Mahmoud Ahmadinejad, the new President of Iran, drew a hearty ovation when he said “the principles of democracy and ethics should prevail in all organs and functions of the United Nations.” Nobody even laughed when this head of a police state insisted the U.N. should help “institutionalize justice.”

Mr. Ahmadinejad, who apparently got his start in politics by taking American hostages, was widely commended by his colleagues for demanding that “the host country,” meaning the U.S., ” should not enjoy any right or privilege over the rest of the membership and the organization, and its headquarters must be easily accessible for all.” He did not offer to move the U.N. headquarters to Tehran.

Delegates saved their warmest appreciation for Secretary General Annan. Despite a report last week showing his tenure as U.N.’s head the most corrupt in its 60-year history, he was embraced by attendees for lucidly pointing out the international body’s greatest challenge. They were grateful to know the U.N.’s No. 1 problem isn’t terrorism, corruption, mismanagement or lack of accountability — it’s lack of money.

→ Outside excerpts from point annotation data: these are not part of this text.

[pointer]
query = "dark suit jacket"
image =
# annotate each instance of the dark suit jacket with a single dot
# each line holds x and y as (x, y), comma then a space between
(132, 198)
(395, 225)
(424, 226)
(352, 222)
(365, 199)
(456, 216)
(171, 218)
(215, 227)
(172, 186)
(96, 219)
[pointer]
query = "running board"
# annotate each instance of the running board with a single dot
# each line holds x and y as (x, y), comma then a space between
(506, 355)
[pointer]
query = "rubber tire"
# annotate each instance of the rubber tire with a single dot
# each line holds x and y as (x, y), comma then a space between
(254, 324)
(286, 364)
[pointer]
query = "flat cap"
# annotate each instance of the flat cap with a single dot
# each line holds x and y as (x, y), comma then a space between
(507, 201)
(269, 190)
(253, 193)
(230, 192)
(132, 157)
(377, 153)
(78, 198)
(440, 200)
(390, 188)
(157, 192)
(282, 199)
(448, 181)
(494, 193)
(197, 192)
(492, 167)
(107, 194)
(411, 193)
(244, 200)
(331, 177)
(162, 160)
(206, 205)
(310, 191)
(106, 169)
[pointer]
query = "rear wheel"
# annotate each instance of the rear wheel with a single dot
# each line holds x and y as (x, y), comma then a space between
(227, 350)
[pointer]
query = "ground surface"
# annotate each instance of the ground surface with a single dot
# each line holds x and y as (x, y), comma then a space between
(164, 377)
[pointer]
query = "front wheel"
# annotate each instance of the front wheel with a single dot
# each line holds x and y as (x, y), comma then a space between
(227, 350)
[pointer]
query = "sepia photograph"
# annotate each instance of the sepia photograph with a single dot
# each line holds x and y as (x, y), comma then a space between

According to Mr. Annan, unless the U.N. gets more money from developed nations, “states of all kinds might increasingly resort to self-help.” To prevent nations from helping themselves to self-sufficiency, we in the Western world are supposed to meet our “Millennium Development Goals.” French Foreign Minister Dominique de Villepin and delegations from Brazil, Chile, Spain and Germany immediately announced they would find new ways to raise development assistance funds — among them a new travel tax aboard their state-subsidized airlines.

Let’s hope we won’t try that. At the time last week’s New York U.N. “fund-raiser,” two more U.S. flag-carriers — Delta and Northwest — filed for bankruptcy. That could make meeting our goal a bit tough. According to Mr. Annan, America’s “target” is about $80 billion annually. This beast has a very big belly. Sure hope Mr. Kilgannon doesn’t have to walk home.

Oliver L. North is a nationally syndicated columnist and the founder and honorary chairman of Freedom Alliance.